BLM smokejumpers hold a U.S. flag before departing for a Canada wildfire assignment.

Bureau of Land Management Great Basin smokejumpers hold a U.S. flag as they stand in front of their base wearing jump suits before mobilizing to Canada for a wildfire assignment.


As we approach the typical height of the fire year, we continue to assess current conditions to prepare for fire activity. Thankfully, the U.S. has not experienced a high volume of extreme above-normal fire activity yet this year, but as we all know, nature can quickly change the situation with persistent hot, dry weather, dry lightning, or any combination of weather factors that aren’t easy to predict. As always, we are incredibly grateful for the nimble nature of our wildland firefighters and their preparedness for just about any situation. 

This is also the time of year when the U.S. Department of the Interior and U.S. Department of Agriculture Secretaries renew their commitment to our nation’s wildland fire managers as they prepare to manage wildland fire incidents throughout the country. Our country’s interagency cooperation and coordination continue to set an outstanding incident management example for the rest of the world, and every year, it’s refreshing to see our leadership support this unwavering commitment.
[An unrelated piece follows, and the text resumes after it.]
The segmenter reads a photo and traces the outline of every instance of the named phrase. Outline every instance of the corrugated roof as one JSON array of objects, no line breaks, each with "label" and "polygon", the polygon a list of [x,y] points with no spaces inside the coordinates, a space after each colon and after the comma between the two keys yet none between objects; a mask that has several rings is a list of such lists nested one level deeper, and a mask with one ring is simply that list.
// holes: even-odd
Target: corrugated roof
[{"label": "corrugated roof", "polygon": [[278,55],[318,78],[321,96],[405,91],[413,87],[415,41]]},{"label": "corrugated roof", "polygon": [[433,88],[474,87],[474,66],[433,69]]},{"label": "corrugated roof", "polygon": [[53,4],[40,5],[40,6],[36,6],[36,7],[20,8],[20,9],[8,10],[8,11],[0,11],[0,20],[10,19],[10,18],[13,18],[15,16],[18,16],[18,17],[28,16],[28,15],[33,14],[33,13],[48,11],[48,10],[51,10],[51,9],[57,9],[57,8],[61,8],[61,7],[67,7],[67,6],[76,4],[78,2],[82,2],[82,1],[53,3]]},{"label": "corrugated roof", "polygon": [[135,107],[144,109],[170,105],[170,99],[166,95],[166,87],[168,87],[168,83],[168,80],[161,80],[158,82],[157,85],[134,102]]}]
This year’s joint Direction to Wildland Fire Leadership provides very useful guidelines and other reminders as the summer months potentially bring fire activity to the U.S. 

We have started the typical western fire year by supporting Canada as they experience very high to extreme wildfire activity. Since May 8, the U.S. has mobilized a total of 1,297 personnel to Canada via the Canadian Interagency Forest Fire Centre (CIFFC) and the National Interagency Fire Center (NIFC), and there are currently more than 615 personnel assigned to Canada wildfires, which changes daily as the situation evolves. It’s incredibly beneficial for our two countries to have the ability to assist each other during times of need; Canada has assisted the U.S. with hand crews, engines, and incident management personnel four times throughout the last six fire years.

Working in wildland fire management continues to be ever-evolving as we focus on workforce reform to provide a better work-life balance; add workforce capacity; improve pay; enhance mental health and wellbeing programs; and provide other critical wildland fire personnel support. Part of this critical effort involves developing a specific Wildland Fire Management, GS-0456 occupational series to further streamline career trajectory and professionalize wildland fire management careers, which is currently in the implementation phase.

To carry out this essential workforce reform effort, Interior’s Office of Wildland Fire worked with Interior bureaus, the U.S. Department of Agriculture (USDA) Forest Service, and the Office of Personnel Management to develop a package of legislative proposals included in the President’s Fiscal Year 2024 Budget. We are currently working with Congress to address this important initiative to further support wildland firefighters who are the backbone of wildland fire management. 

Interior and the USDA Forest Service also recently held a mental health and wellbeing planning summit to develop a Joint Wildland Firefighter Behavioral Health Program in Boise, Idaho, on April 11-13. The summit convened a wide range of wildland fire personnel, mental health experts, and agencies that have implemented successful behavioral health programs. The summit provided a forum to identify specific needs, evidence-based solutions, and a framework for the program's implementation. Results from the summit will create a program to provide expanded services that address the unique experiences and mental health challenges of our wildland firefighters in our changing environment.


Wildland fire management continues to be exciting and progressive as Interior and its partners work to evolve with our changing fire environment. As we stand ready for the upcoming fire year, we look forward to implementing the changes we need to continue fostering a well-supported wildland fire management workforce, which will give us the foundation to tackle wildland fire management challenges – now and into the future.  


As the Director of the Office of Wildland Fire, Jeff Rupert oversees the Department of the Interior’s Wildland Fire Management Program, which spans four bureaus and administers over 535 million acres of public and Tribal lands. In this role, he sets policy and ensures the program’s $1.5 billion budget is strategically invested to reduce wildfire risk, rehabilitate burned landscapes, promote a better understanding of wildfire, and support firefighters. During more than 30 years with the Department of the Interior, Rupert also served as the Chief of Natural Resources and Conservation Planning and as a refuge manager for the U.S. Fish and Wildfire Service.